Although coming from the West, I’d put them in the poverty bracket: I can’t help but think that no one here feels that they are poor. They like living here, they have all that they need: they have homes (huts made of rocks, mud and animal faeces), they have the food that they grow, and they have one another. There is such a wonderful community way of living here. They share what they’ve harvested with others, they help one another prepare meals, and they all just chip in whenever there is a task that needs to be done. It’s a different way of life: such a wonderful way of life.

Mme Matshepang told me how it has taken time to gain the trust of the people in the village because although they are both from Lesotho they are not from the mountain village culture, and there are some who are still a little wary of them, but I have seen how as a couple they have been so gracious in gently getting alongside the villagers, befriending them and gaining their trust. In these villages, there are prominent people including the chief and a man called Ntate Martina who are very influential in the village. Their opinion is highly respected in the village and if they tell people to avoid the church then they will. We praise God that Ntate Masheane and Mme Mathshepang have established a good relationship with the chief and Ntate Martina. Ntate Martina has even been helping with the practical building of the church!

I don’t think I’ll ever forget one conversation that I had with Mme Matshepang. She said that: “So many people think that they will only be happy if they get all that they want, but they should be happy by having what they need”. Hearing these words coming from someone that I witness to have so little in terms of my western thinking was probably the most humbling words I’ve heard: “happy having what you need” and she is so right! The more I consider this the more I realise how little in this world I really need. It is not wrong to want nice things, but the problem comes when we feel we need these things in order to be satisfied and when we place these things of higher importance than knowing and walking with Jesus Christ. The more I look into what the Bible says about this the more I read how all-satisfying God alone is.

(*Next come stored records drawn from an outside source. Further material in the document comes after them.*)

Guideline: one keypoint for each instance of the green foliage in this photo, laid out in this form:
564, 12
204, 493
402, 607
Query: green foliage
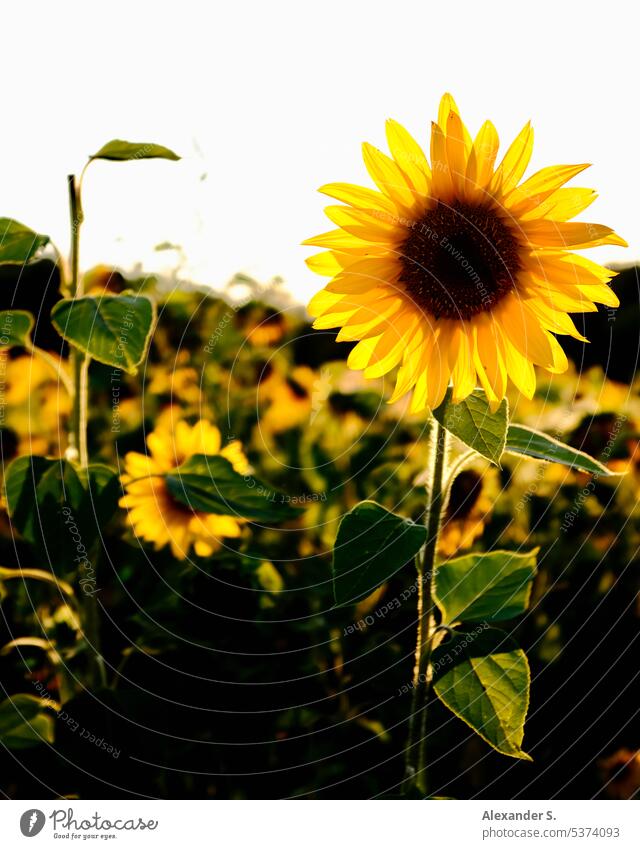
485, 587
532, 443
113, 329
57, 509
210, 484
18, 243
474, 424
371, 545
15, 328
23, 723
118, 150
483, 678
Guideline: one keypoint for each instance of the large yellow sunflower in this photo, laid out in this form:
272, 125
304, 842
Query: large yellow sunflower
154, 514
455, 270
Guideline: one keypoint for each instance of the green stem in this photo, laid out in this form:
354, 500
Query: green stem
415, 754
78, 450
75, 291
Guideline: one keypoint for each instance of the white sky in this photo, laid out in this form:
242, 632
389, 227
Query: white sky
271, 99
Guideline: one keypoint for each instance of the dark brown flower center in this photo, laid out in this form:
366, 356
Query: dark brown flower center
459, 260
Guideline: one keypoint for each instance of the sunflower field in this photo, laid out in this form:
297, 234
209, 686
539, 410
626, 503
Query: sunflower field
385, 547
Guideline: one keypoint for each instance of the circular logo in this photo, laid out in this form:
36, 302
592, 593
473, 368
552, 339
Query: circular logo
32, 822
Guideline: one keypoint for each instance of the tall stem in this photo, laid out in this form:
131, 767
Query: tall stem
415, 754
78, 450
76, 438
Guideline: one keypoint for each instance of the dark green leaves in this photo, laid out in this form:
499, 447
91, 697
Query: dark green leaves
479, 587
532, 443
15, 328
113, 329
474, 424
23, 723
59, 510
211, 485
371, 545
19, 244
483, 677
118, 150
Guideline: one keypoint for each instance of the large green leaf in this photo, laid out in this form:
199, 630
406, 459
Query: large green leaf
533, 443
102, 485
371, 545
19, 244
118, 150
36, 489
483, 678
473, 422
114, 329
23, 723
210, 484
480, 587
15, 328
58, 510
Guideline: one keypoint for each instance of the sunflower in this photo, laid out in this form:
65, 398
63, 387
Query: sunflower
455, 270
154, 514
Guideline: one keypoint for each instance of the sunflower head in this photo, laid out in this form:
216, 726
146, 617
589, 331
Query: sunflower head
454, 269
154, 514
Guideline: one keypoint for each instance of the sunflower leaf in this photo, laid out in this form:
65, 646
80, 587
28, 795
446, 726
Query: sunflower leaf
118, 150
57, 509
479, 587
483, 678
371, 545
113, 329
472, 421
18, 243
23, 722
540, 446
15, 328
210, 484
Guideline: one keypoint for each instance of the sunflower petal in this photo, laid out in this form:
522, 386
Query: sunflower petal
409, 156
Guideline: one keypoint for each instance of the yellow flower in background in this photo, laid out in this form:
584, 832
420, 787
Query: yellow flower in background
35, 405
154, 514
453, 269
290, 398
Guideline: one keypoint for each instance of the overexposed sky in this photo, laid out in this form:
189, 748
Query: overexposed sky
266, 101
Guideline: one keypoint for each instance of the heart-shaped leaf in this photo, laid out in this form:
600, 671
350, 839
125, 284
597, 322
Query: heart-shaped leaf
113, 329
210, 484
59, 511
371, 545
533, 443
118, 150
474, 424
483, 678
480, 587
15, 328
18, 243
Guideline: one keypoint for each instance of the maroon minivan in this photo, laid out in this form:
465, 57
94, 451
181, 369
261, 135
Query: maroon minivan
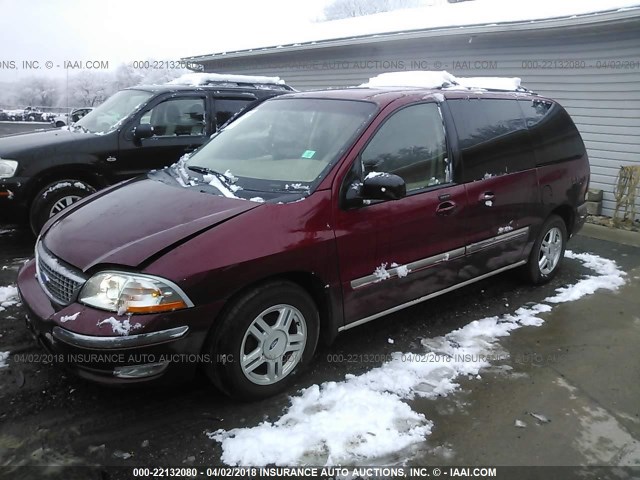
311, 214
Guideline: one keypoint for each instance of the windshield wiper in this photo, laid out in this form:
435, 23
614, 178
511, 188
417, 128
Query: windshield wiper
208, 171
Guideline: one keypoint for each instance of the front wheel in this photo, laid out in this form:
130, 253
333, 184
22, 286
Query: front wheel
548, 251
54, 198
263, 341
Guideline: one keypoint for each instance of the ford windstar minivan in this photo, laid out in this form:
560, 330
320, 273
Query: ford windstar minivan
311, 214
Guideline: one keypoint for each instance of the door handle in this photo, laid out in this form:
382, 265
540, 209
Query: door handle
486, 196
446, 208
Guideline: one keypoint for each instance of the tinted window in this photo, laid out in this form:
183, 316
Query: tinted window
410, 144
556, 137
177, 116
492, 137
227, 108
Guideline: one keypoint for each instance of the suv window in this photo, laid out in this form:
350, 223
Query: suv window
553, 131
410, 144
177, 116
492, 136
227, 108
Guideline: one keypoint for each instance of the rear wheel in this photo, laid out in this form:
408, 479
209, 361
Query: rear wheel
263, 341
548, 251
54, 198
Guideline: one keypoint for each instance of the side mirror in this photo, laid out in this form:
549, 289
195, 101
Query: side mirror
383, 186
144, 130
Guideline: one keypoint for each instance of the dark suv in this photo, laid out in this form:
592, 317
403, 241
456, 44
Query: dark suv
312, 214
134, 131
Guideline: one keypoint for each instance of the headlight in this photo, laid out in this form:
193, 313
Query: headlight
132, 293
7, 168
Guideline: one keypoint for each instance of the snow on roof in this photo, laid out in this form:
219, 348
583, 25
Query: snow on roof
204, 78
442, 79
463, 14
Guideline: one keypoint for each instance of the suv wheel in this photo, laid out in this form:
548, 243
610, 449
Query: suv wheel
548, 251
54, 198
263, 341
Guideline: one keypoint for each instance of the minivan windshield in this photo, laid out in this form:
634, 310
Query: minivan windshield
283, 142
109, 115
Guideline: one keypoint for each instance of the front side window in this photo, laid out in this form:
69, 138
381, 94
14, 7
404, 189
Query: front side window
177, 116
412, 145
227, 108
110, 115
284, 144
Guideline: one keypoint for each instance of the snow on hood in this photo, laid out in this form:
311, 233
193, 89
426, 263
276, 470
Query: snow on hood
196, 79
121, 229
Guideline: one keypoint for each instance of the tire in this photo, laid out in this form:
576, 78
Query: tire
54, 198
547, 252
252, 316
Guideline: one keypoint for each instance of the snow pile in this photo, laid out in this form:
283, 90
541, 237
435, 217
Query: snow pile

On our final evening together, after we had eaten dinner, we spent some time sharing our hearts with one another. We shared our experience over the last couple of days and how challenging we had found it, but also how inspired we had been by all of them and especially how much we admired Ntate Masheane and Mme Mashepang for how they had laid their lives down to come to Halechesa. Our conversation all together that final evening reminded us, regardless of our differences, of the unity we have together because we are all united in Christ.

Our journey home was a lot easier than our journey there. Incredibly, the weather couldn’t have been more perfect! It rained for the first time throughout that final night and stopped that morning which meant the air was cool and perfect walking weather. Plus, we discovered that last night’s rain caused the gravel-type terrain to grip together and it was not slippy at all! We had a successful trip and managed to do it in 3 1/2 hours – what a difference the light makes!

Reflecting on our time in the mountains we have had a few challenges, to say the least, but all in all we have had an incredible opportunity to witness first-hand what life is like for this inspiring couple who lead the church. We are so blessed and privileged to have been able to experience some of their day-to-day lives. We have been humbled through their lives expressing what it is to be happy to have only what you need, and we have been reminded that all we truly need is Jesus Christ: the Son of God who lived a perfect life on earth, who died as a sacrifice for our sins on the cross so that we can go free and have an eternal relationship with God if we choose to put our faith in Him and follow Him.